Which brings us to the point…
Does being in nutritional ketosis ensure negative fat flux (i.e., fat loss, or L > DNL + RE)?
Being in ketosis tells us nothing about this equation! Let me repeat this: It is metaphysically impossible to infer from a measurement of B-OHB in the blood if this equation is being satisfied. It just tells us that our body is using some fraction of our dietary fat and stored fat (once it undergoes lipolysis) to make ketones, given that glucose intake is very low and protein intake is modest (net effect = minimal insulin secretion).

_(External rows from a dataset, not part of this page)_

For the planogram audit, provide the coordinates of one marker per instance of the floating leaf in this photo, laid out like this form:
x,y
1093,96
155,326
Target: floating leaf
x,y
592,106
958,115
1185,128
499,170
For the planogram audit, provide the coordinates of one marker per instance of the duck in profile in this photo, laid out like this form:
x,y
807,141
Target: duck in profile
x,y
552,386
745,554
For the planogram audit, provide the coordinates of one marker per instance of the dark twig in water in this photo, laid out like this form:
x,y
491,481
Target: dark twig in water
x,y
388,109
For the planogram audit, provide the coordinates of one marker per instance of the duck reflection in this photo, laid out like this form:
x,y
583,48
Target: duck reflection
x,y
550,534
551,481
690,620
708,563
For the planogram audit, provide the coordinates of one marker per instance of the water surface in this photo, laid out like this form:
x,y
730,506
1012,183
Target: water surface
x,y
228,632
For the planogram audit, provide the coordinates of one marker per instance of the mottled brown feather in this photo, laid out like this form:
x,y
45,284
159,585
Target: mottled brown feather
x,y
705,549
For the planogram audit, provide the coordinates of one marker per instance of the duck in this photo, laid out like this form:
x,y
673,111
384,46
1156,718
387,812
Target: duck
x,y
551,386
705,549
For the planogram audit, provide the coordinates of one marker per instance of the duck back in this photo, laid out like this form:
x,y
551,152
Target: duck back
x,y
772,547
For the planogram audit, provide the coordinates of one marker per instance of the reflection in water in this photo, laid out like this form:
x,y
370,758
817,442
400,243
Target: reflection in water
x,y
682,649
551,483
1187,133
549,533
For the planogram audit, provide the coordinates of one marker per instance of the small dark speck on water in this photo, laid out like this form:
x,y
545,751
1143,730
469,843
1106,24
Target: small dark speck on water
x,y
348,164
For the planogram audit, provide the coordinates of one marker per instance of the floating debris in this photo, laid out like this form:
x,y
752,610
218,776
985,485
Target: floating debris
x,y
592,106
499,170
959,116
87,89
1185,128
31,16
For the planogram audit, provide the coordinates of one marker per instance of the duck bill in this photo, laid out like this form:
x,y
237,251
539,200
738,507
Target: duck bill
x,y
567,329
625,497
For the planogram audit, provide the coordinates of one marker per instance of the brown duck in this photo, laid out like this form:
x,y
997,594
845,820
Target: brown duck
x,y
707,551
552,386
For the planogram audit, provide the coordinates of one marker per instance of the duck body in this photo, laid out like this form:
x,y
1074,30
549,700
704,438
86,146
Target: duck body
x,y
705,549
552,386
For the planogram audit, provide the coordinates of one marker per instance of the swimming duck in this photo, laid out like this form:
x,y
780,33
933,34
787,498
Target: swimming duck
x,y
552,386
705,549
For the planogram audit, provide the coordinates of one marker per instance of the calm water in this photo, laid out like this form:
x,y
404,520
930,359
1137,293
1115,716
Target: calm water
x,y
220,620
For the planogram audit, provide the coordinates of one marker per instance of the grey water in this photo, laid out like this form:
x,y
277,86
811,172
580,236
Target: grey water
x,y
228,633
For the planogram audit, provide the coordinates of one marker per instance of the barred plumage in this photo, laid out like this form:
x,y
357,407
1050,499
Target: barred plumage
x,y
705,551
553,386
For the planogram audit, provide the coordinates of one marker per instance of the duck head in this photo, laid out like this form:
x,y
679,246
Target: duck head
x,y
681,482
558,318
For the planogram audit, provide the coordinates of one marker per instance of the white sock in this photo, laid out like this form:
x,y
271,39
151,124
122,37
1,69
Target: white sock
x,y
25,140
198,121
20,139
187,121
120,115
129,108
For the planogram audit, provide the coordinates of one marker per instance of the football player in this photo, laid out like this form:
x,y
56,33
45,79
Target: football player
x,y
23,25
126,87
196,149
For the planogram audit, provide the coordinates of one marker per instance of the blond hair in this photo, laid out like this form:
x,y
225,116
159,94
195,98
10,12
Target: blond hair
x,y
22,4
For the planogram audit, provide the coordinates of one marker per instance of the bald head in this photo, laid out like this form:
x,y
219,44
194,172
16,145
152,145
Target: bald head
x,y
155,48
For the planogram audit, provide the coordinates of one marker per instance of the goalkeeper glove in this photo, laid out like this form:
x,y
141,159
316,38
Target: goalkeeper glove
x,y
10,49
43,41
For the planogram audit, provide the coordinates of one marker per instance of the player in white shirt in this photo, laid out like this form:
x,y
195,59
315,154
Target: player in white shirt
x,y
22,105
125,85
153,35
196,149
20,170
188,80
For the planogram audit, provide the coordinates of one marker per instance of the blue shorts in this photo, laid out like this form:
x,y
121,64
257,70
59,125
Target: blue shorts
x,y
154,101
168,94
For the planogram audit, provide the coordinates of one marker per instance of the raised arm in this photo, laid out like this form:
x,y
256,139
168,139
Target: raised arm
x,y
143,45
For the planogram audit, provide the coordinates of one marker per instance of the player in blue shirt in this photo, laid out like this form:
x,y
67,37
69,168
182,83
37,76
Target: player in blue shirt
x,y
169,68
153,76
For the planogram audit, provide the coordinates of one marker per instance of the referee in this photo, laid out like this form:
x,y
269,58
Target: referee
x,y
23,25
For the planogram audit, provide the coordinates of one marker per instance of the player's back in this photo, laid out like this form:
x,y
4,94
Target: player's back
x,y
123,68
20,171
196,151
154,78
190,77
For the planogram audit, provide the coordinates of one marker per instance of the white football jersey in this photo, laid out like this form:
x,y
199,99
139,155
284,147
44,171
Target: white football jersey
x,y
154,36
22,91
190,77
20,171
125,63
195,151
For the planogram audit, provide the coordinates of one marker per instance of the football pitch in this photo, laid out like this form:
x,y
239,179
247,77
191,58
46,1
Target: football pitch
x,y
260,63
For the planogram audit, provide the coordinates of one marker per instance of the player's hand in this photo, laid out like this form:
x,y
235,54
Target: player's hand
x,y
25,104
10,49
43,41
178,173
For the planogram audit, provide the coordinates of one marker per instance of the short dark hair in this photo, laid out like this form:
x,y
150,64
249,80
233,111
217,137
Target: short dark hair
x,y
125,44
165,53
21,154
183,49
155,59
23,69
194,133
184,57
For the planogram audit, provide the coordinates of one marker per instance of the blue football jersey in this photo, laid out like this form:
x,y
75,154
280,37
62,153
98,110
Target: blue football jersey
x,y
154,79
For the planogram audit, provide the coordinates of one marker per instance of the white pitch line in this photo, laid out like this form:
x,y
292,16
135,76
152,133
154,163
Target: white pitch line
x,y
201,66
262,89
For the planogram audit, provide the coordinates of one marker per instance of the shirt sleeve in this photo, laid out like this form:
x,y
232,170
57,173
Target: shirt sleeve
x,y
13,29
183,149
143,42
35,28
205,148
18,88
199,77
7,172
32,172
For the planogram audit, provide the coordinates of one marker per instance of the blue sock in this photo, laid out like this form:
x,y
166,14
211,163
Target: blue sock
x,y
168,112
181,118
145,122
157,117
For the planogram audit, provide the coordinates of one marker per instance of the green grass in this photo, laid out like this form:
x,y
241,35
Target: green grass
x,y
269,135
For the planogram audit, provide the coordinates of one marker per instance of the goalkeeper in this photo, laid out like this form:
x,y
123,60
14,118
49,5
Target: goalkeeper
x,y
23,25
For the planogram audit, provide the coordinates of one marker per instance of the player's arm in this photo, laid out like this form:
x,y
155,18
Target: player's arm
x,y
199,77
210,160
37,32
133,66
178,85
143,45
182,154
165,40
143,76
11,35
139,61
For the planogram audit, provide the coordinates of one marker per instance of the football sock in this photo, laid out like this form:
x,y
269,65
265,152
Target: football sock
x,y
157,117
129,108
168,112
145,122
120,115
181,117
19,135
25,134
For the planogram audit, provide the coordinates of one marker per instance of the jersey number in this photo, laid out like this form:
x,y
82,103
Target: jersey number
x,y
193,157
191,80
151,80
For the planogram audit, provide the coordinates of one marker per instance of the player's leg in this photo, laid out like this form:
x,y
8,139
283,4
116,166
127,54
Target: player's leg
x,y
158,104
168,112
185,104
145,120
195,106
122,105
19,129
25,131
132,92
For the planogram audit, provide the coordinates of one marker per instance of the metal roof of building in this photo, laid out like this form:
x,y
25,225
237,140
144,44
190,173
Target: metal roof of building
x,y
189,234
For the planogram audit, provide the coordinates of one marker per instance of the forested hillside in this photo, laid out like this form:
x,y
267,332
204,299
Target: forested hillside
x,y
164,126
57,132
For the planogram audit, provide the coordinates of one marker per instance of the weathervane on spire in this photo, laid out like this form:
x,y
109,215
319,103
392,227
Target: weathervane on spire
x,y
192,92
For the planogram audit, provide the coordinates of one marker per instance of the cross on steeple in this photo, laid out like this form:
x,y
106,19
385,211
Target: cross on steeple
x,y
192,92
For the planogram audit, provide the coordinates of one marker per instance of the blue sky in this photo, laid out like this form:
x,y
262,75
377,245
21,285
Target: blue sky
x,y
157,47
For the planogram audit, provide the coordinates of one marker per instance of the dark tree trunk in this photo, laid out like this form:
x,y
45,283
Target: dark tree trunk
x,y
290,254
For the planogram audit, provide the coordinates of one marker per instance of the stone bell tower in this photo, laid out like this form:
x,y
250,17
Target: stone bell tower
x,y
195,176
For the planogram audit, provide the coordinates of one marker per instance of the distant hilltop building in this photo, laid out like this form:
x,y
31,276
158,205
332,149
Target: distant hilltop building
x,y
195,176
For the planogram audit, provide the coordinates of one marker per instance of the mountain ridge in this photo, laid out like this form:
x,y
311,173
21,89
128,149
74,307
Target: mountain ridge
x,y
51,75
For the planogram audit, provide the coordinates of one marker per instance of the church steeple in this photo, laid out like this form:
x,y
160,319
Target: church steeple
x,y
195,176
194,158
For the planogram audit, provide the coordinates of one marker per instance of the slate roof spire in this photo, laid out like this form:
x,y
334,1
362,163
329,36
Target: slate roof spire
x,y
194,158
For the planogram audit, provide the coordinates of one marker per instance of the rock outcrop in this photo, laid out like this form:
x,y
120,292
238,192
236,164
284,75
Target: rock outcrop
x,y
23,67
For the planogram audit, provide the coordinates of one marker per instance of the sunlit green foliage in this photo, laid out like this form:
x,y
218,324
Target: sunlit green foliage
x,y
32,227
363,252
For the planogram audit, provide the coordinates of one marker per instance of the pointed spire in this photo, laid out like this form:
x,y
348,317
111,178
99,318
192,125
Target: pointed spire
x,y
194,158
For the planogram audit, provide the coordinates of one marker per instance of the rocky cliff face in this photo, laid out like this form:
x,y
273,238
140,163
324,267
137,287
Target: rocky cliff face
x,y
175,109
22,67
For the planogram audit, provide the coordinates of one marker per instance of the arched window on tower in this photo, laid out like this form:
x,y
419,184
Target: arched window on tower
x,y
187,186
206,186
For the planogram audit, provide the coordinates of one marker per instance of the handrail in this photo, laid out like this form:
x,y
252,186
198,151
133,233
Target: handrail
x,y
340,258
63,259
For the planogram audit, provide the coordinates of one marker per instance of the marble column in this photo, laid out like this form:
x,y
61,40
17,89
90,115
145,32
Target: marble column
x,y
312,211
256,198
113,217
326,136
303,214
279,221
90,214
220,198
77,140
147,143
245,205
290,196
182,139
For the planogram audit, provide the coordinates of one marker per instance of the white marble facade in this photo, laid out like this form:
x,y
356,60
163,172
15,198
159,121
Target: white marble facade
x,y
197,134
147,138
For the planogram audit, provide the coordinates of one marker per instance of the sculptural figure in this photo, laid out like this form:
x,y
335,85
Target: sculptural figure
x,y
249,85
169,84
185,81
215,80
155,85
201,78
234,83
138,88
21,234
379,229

If you look at the figure below, you see this point (It’s simplified, obviously, and for example, does not show that fat from fat cells can be used directly by skeletal muscles). Nothing in this figure implies a reduction in the size of the cells at the bottom right of the figure. It’s quite possible, of course, since ketosis results in a large L and implies a very small DNL. But, if (small) DNL + (very large) RE is greater than (large) L, guess what? Fat flux is net positive. Fat is gained, not lost. Still in ketosis, by the way (quantified loosely by fasting levels of B-OHB greater than about 0.5 to 1 mM), but not losing fat. (I hope the first attempt at a solution in this setting is obvious by now, notwithstanding the fact that I’ve seen this situation dozens of times with more than one solution, including the ‘obvious’ one — reducing fat intake.)
The other myth worth addressing is that the higher the level of B-OHB, the more “fat burning” that is going on. This is not necessarily true at all. As you can tell, I love equations, so consider this one:
B-OHB (measured in blood) = B-OHB produced (from dietary fat) plus B-OHB produced (from lipolysis of TAG) less B-OHB consumed by working muscles, heart, brain.
How does knowing one of these numbers (B-OHB measured in blood) give definitive answers to another (B-OHB produced from lipolysis of TAG)? It can’t. That’s the problem with multivariate algebra (and physiology).
Many people who enter nutritional ketosis do so, I worry, because they believe it “guarantees” fat loss. I hope I have convinced you that this is not true. Nutritional ketosis is one eating strategy to facilitate negative fat flux, and it works very well if done correctly. It comes with some advantages and some disadvantages, just like other eating strategies. When I get back to the series on ketosis, I will address these, but for now I felt it was very important to put things in perspective a bit. Furthermore, I am convinced that it is not the ideal eating strategy for everyone.
And, most importantly, I hope at least someone appreciated my reference to the flux capacitor.